Ne faut-il pas reprendre à nouveaux frais cette question, en supposant qu’elle est le point d’une articulation entre, d’une part un actuel des nouvelles formes de subjectivité et, d’autre part, le travail analytique dont elle est la modalité d’accueil ?
Il semblerait que le plan de l’être, dans lequel se développe et s’écrit une subjectivité, se confonde avec cette dimension de l’avoir, laquelle, dans notre modernité, enveloppe le sujet. Ainsi se dessineraient les contours d’un paradoxe, confirmant la nécessité de la clinique analytique, dans laquelle s’entendent les nouvelles expressions symptomatiques, tout en rendant im-praticable, illisible, l’effectivité de l’analyse, comme expérience d’un réagencement des rapports au monde pour un sujet.

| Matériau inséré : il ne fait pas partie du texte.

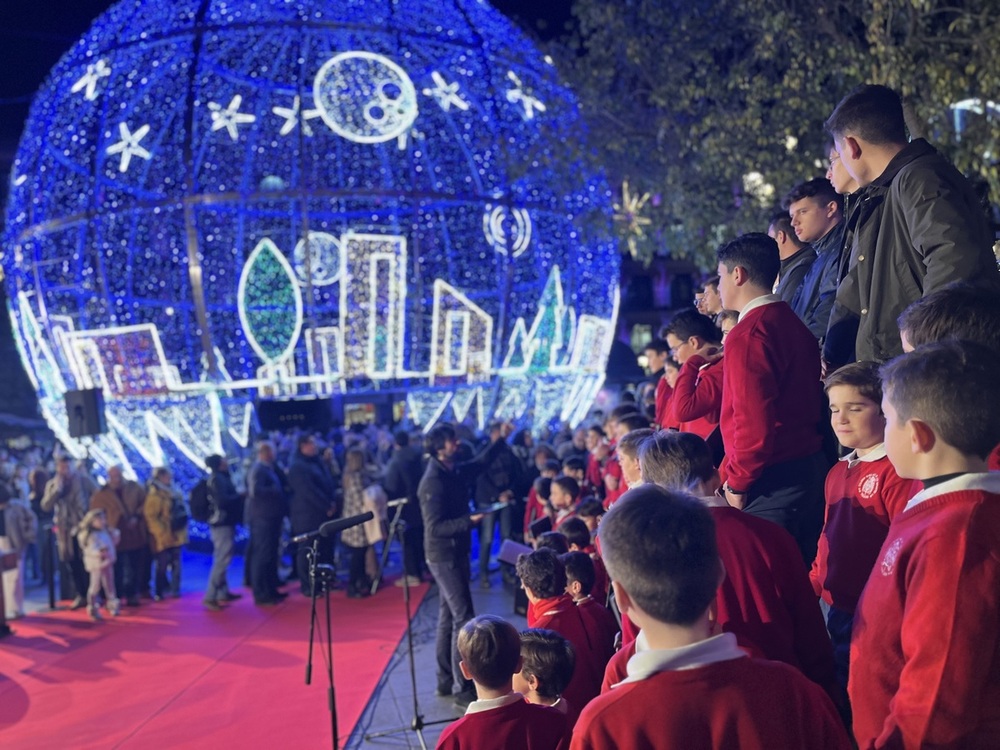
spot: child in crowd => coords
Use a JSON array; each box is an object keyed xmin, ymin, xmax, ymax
[
  {"xmin": 76, "ymin": 510, "xmax": 121, "ymax": 620},
  {"xmin": 572, "ymin": 485, "xmax": 850, "ymax": 750},
  {"xmin": 437, "ymin": 615, "xmax": 566, "ymax": 750},
  {"xmin": 517, "ymin": 549, "xmax": 607, "ymax": 706},
  {"xmin": 809, "ymin": 362, "xmax": 914, "ymax": 690},
  {"xmin": 849, "ymin": 341, "xmax": 1000, "ymax": 748},
  {"xmin": 514, "ymin": 628, "xmax": 581, "ymax": 732}
]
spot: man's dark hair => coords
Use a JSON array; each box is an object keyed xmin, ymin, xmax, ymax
[
  {"xmin": 781, "ymin": 177, "xmax": 844, "ymax": 213},
  {"xmin": 884, "ymin": 340, "xmax": 1000, "ymax": 458},
  {"xmin": 715, "ymin": 235, "xmax": 788, "ymax": 289},
  {"xmin": 517, "ymin": 548, "xmax": 566, "ymax": 599},
  {"xmin": 826, "ymin": 84, "xmax": 907, "ymax": 146},
  {"xmin": 664, "ymin": 307, "xmax": 722, "ymax": 344},
  {"xmin": 521, "ymin": 628, "xmax": 576, "ymax": 698},
  {"xmin": 897, "ymin": 281, "xmax": 1000, "ymax": 351},
  {"xmin": 458, "ymin": 615, "xmax": 521, "ymax": 690},
  {"xmin": 562, "ymin": 551, "xmax": 597, "ymax": 596},
  {"xmin": 598, "ymin": 484, "xmax": 722, "ymax": 626}
]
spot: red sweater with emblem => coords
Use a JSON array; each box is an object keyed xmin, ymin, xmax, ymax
[
  {"xmin": 848, "ymin": 472, "xmax": 1000, "ymax": 748},
  {"xmin": 719, "ymin": 302, "xmax": 823, "ymax": 492},
  {"xmin": 809, "ymin": 450, "xmax": 919, "ymax": 613}
]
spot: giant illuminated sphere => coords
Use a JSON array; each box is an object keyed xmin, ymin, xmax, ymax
[{"xmin": 3, "ymin": 0, "xmax": 618, "ymax": 473}]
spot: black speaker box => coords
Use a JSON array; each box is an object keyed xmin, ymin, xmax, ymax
[{"xmin": 64, "ymin": 388, "xmax": 108, "ymax": 437}]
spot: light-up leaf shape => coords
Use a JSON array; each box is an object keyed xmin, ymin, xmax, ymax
[{"xmin": 237, "ymin": 237, "xmax": 302, "ymax": 364}]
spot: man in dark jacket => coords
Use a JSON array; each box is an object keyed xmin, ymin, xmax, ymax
[
  {"xmin": 417, "ymin": 424, "xmax": 504, "ymax": 706},
  {"xmin": 288, "ymin": 435, "xmax": 337, "ymax": 596},
  {"xmin": 204, "ymin": 456, "xmax": 243, "ymax": 612},
  {"xmin": 824, "ymin": 85, "xmax": 1000, "ymax": 366},
  {"xmin": 247, "ymin": 442, "xmax": 288, "ymax": 606}
]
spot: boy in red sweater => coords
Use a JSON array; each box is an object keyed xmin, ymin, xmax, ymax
[
  {"xmin": 809, "ymin": 362, "xmax": 915, "ymax": 690},
  {"xmin": 437, "ymin": 615, "xmax": 566, "ymax": 750},
  {"xmin": 848, "ymin": 341, "xmax": 1000, "ymax": 748},
  {"xmin": 572, "ymin": 485, "xmax": 850, "ymax": 750},
  {"xmin": 716, "ymin": 233, "xmax": 829, "ymax": 566}
]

Faire droit à cet antagonisme, c’est peut-être engager la question du statut de l’argent dans la cure, de manière à concevoir comment, s’il peut être encore un principe pour le voyage analytique, il demande à être ré-inventé à chaque demande, tout autant qu’il consacre la coupure qu’effectue le sabre de la parole, seule arme dont dispose le psychanalyste.
Conditions
La capacité de mobilité constitue le pouvoir même du propriétaire, de celui qui détient les moyens de production si l’on se réfère à la terminologie marxienne. Outre le fait d’une distinction conceptuelle forte entre le prix et la valeur, Marx a montré comment la culture, issue du discours de la classe dominante, n’était qu’une superstructure, ayant pour fonction de légitimer en retour l’idéologie sur laquelle se conçoit le rapport de production d’une société.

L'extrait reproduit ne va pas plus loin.